Input: character vector of URLs. Output: structured data frame (one row per
node: headings, paragraphs, lists). Like read_csv or read_html:
bring an external resource into R. Follows fetch_urls or
fetch_wiki_urls in the pipeline—fetch gets locations, read gets
text. Wikipedia uses high-fidelity selectors; use parent_heading to see
which section each node belongs to. External links and empty text rows are
omitted; optionally exclude References/See also/Bibliography/Sources sections for
wiki URLs.
read_urls(
x,
cores = 1,
detect_boilerplate = TRUE,
remove_boilerplate = TRUE,
exclude_wiki_refs = TRUE
)Character vector of URLs.
Number of cores for parallel requests (default 1).
Logical. Detect boilerplate (e.g. sign-up, related links).
Logical. If detect_boilerplate is TRUE, remove boilerplate rows; if FALSE, keep them and add is_boilerplate.
Logical. For Wikipedia URLs only, drop nodes whose parent_heading is References, See also, Bibliography, or Sources.
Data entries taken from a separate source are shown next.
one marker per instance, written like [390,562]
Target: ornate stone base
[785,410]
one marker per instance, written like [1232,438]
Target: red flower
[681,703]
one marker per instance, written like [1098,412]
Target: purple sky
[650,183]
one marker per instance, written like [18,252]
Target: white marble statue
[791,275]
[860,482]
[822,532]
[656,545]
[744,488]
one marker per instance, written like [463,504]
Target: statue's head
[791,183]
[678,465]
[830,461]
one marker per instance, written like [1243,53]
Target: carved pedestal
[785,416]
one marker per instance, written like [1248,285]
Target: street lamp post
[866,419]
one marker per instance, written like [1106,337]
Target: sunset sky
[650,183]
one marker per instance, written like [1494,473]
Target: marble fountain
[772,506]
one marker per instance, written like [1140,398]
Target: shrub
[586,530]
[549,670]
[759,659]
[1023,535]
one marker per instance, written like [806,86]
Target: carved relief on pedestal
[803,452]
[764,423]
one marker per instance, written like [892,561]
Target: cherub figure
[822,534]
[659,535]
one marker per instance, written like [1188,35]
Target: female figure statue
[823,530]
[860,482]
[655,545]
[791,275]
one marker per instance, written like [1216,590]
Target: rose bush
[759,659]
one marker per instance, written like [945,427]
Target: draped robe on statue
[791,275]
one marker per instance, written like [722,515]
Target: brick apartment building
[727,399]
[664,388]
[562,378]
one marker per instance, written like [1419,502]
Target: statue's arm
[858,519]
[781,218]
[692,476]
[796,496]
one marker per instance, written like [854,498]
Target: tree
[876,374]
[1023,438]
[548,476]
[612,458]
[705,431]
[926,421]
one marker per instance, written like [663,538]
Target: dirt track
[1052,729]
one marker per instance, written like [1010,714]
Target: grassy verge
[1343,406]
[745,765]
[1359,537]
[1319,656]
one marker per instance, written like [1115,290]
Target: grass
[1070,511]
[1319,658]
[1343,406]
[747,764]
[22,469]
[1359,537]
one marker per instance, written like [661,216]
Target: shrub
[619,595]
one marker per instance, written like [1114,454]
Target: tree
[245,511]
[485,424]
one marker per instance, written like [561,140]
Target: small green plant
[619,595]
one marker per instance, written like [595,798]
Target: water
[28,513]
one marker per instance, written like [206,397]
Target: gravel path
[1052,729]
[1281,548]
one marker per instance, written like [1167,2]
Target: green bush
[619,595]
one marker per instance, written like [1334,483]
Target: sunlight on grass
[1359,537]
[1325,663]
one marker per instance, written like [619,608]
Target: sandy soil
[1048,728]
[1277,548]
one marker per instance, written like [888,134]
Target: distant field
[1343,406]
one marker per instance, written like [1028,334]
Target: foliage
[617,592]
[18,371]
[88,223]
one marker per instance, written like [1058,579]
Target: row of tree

Default TRUE.
A list with text (node-level data: doc_id, url, node_id, parent_heading, text, and optionally type, is_boilerplate) and meta (one row per URL: doc_id, url, h1_title, date, source). doc_id is an integer key (1 to number of distinct URLs) in first-appearance order of the input vector.
if (FALSE) { # \dontrun{
urls <- fetch_urls("R programming", n_pages = 1)$url
out <- read_urls(urls[1:3], cores = 1)
nodes <- out$text
meta <- out$meta
} # }